Piedmont-Smith thanked Patty and James and the rest of city staff who worked on these issues. This Supreme Court decision was very difficult to try to comply with and we did an admirable job and fixed other things in the process. This will be a big change for the arts organizations and nonprofits. I wish we could single out nonprofits because they enrich our community so much but if we have to choose between allowing everything or allowing nothing it's better for the whole community to allow nothing. We would have a mess of signs that will detract from the look of Bloomington. We've already seen it happening in the last 8 months or so. Sign me up for putting a 4th St. festival sign at my house. Get the word out to your supporters. Knowing our community I know we will have a good response from people putting signs in their own private properties. It makes sense to move this on to City Council at this point.

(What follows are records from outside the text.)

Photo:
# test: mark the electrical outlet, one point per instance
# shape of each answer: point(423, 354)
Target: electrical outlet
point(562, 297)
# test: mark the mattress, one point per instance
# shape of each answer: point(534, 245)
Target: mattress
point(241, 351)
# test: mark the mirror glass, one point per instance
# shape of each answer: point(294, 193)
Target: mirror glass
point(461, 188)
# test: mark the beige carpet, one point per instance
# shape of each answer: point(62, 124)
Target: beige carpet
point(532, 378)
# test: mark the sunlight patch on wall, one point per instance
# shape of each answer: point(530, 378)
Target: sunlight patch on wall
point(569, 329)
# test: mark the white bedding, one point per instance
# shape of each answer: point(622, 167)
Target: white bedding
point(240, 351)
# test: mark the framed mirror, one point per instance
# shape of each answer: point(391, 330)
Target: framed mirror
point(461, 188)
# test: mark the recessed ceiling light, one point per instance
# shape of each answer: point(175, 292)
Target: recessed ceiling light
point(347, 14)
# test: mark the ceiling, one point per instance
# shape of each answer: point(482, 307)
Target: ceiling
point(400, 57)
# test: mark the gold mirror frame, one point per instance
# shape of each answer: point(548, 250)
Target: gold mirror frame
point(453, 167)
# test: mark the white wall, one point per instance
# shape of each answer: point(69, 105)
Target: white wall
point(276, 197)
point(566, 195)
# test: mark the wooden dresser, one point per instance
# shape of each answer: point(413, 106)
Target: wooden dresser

Wisler thanked staff. This has been a difficult task. On most of these issues there's a good resolution. I'm still a little uneasy with the right of way issues. I recognize this is really difficult. I have been to towns with no regulation on right of way signs and it is not pretty sometimes. Particularly around election season it gets so cluttered it really is a distraction but there are several issues where we've chosen to be optimistic about what people will do. I am uneasy being pessimistic when it comes to the right of way. It's a really fine line but if it were totally up to me I would have fallen on other side of line. I think we ought to err on the side of more speech rather than less even if it's not aesthetically what we would like to see. The point of all of this is to protect speech we don't like. I chose not to try to push that issue here because I think the Council will weigh in on it and I think that's a more appropriate place to weigh in on it. I didn't want to drag this process out just to have it hashed out again at Council, but I likely will share my thoughts with the Council. For tonight I think we've got a good form of the amendments in front of us and I'm happy to support moving it forward to Council.

**Roll was taken. Motion approved; 6:0.

Mulvihill said I was contacted by some representatives from the Indiana Association of Cities and Towns and they said you might be one of the first Plan Commissions in the State of Indiana to tackle this. All of you worked really hard with staff and we couldn't have done it without your input so I'd really like to thank you. From my perspective as a lawyer, particularly one who cares a lot about the First Amendment, it really means a lot that we were willing to tackle a very difficult issue that I think the vast majority of cities and towns aren't going to tackle until forced to do so by a court action. It means a lot to us that we'll be one of the first to resolve this issue.